Boeing menghadapi kritik setelah kasus pesawat 737 MAX yang mengalami dua kecelakaan fatal. Operasi pesawat ini pada akhirnya dihentikan sementara untuk menghindari potensi insiden fatal serupa, yang diduga terjadi karena kesalahan fitur terbaru dari kendaraan ini.
Boeing tidak dapat lepas dari pengawasan hukum yang telah dikenakan setelah kecelakaan yang tidak menguntungkan tersebut. FAA juga tidak membiarkan perusahaan memiliki izin masuk gratis, di mana masing-masing pihak diminta untuk memastikan keselamatan penerbangan secara menyeluruh oleh legislator di Capitol.

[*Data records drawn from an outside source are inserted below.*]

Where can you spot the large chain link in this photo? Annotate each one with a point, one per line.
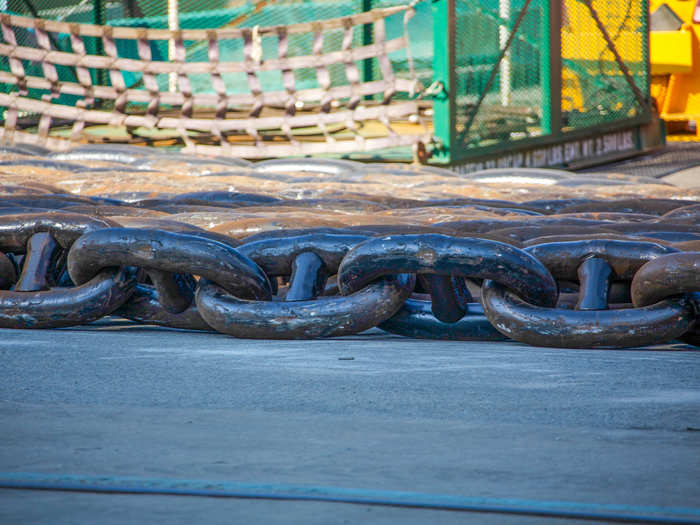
(551, 283)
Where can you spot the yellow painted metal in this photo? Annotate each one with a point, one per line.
(583, 44)
(675, 66)
(671, 51)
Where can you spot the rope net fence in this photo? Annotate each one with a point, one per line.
(248, 90)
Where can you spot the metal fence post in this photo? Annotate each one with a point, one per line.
(367, 39)
(98, 18)
(551, 68)
(444, 63)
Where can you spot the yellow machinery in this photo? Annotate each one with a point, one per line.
(675, 65)
(586, 54)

FAA telah mengirim surat kepada Boeing yang memberi tahu perusahaan raksasa penerbangan itu bahwa jet seri 777x memerlukan penyelidikan peristiwa uncommanded pitch pada 8 Desember, di mana pesawat itu tampil secara tak terduga.

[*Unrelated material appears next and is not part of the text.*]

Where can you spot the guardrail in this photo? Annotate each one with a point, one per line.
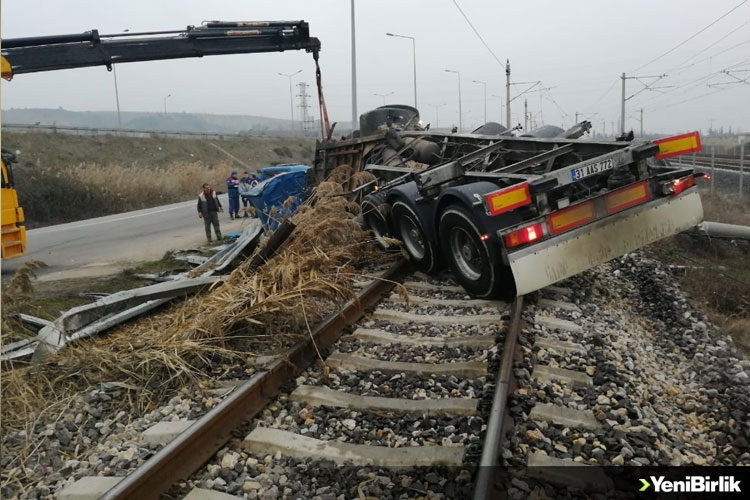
(54, 129)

Ian Won, seorang manajer pelaksana di layanan sertifikasi pesawat FAA, mengatakan bahwa Boeing diharapkan menjalani validasi komprehensif dan tinjauan verifikasi. Selain itu, perusahaan ini juga harus mendokumentasikan perbaikan proses dan pembelajaran.
“Semua tindakan ini akan secara realistis mendorong kerangka waktu sertifikasi yang diharapkan setidaknya dua tahun lagi,” ujar Won.

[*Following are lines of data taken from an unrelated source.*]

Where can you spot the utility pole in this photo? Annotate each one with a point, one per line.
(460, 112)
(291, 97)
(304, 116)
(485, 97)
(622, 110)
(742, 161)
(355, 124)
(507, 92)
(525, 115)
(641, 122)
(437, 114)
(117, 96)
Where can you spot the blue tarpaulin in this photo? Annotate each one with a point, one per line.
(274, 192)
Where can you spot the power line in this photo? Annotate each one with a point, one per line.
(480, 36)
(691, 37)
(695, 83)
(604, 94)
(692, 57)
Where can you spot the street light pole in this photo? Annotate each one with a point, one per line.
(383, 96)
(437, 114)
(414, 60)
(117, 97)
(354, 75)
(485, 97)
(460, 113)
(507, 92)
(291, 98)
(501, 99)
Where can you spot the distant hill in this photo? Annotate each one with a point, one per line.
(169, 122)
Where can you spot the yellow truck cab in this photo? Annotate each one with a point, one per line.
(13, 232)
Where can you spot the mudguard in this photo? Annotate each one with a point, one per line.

Sejak pertengahan Maret 2019, Boeing 737 Max telah dikandangkan oleh otoritas penerbangan di seluruh dunia akibat dua kecelakaan tragis yang lelibatkan pesawat jenis ini. Kecelakaan pertama terjadi pada Lion Air JT 610 di Indonesia pada Oktober 2018 dan kedua terjadi pada 10 Maret 2019 yang melibatkan Ethiophian Airlines.
Boeing saat itu mengatakan akan merevisi perangkat lunak yang digunakan di 737 Max yang mengambil input dari kedua sensor angle-of-attack dalam sistem anti-stall dan diduga menjadi penyebab dua kecelakaan fatal tersebut terjadi. Perusahaan Amerika ini juga mengatakan telah menambahkan perlindungan tambahan, sebagai antisipasi insiden serupa.
Boeing kemudian juga memperbaiki kekurangan yang ditemukan dalam rancangan perangkat lunak yang berfungsi sebagai sistem kontrol penerbangan 737 MAX. Ini melibatkan penggunaan dan penerimaan input dari dua komputer kontrol penerbangan pesawat.
FAA telah dianggap lalai dalam melakukan pengawasan terhadap Boeing saat itu.